3.2 KiB
OrderVis
This is an interface of OrderVis. It is a tool that can improve the explainability of DTM(Deep Temporal Model).
How to use
This system includes two parts: browser side and machine learning side. The machine learning side calculates interpretable information of DTM set by researchers based on users' input, as well as predicted value of input after reordering by end-users. The machine learning side can be run directly and offers partial interpretability.
The code is available under machine learning branch: https://github.com/505025234/OrderVis/tree/machine-learning-side .
While the browser side is responsible for visualization and interaction. It will work with the machine learning side and improve interpretability greatly.
The code is available under browser side branch https://github.com/505025234/OrderVis/tree/browser-side
If you need to use our system, please run the browser side and machine learning side on the same or two machines.
If you just want to check efficiency of the system, please visit http://52.82.121.31:81/ and use examples we have provided.
Critical Interface
- 1.The researchers need to import target model in interface StartPro, and run the machine learning side through this interface.
- 2.While the program is running, the machine learning side will call interface oriInputSigni to calculate interpretable information of DTM.
- 3.Interface getPredict is set to provide end-users with predicted values of reordered inputs.
- 4.If you want to use our system to trace training data, it is essential to pre-processing your data. You should use interface ReadFile to import your model and read your data into cash. Details of usage will be shown in maching learning branch.
Main function
Machine learning side (back-end)
- 1.ReadFile and PreTreat are used to pre-process training data. (Pre-processing is not necessary.
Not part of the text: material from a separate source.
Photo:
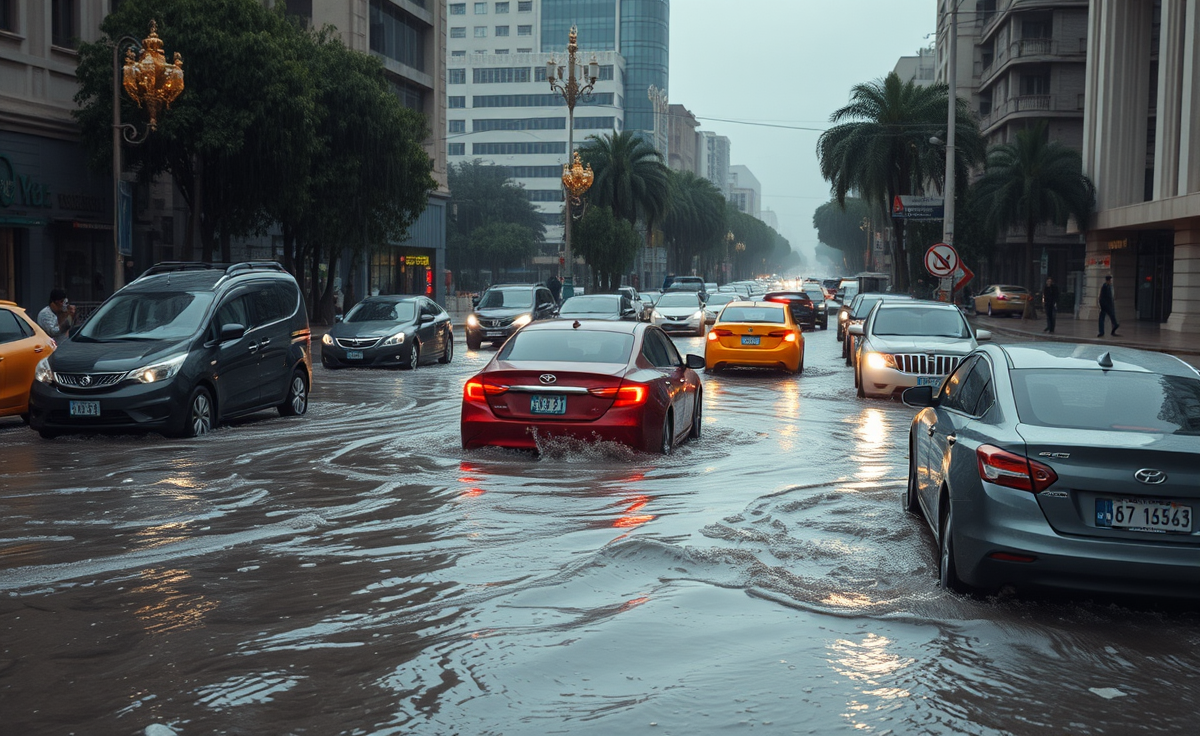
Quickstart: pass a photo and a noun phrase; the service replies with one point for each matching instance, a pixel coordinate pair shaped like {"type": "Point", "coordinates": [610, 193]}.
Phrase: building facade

However, if you want to trace your training data, it must be done before establishing a server on the machine learning side.)
- 2.ServertoStart and StartPro are used to import model which will be interpreted.
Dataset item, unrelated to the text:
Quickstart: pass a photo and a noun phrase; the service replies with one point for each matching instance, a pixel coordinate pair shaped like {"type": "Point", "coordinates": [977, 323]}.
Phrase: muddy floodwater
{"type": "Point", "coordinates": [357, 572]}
- 3.ReorderByGroup is used to calculate local interpretability and glabal interpretability of model; GetDiffer is used to capture critical order line using Genetic Algorithm; GetPartner is used to trace training data(not available without pre-processing).
- 4.GetPredict is used to compute predictions for inputs that have been reordered by end-users.
Browser side (front-side)
- 1.GetInput will communicate with the machine learning side and call ReorderByGroup, GetDiffer, GetPartner. It will graphically display the interpretable information of the DTM.
- 2.DragData will be called and communicate with the machine learning side when end-users interact with the system by dragging components or tokens. DragData will display predicted values of reordered inputs.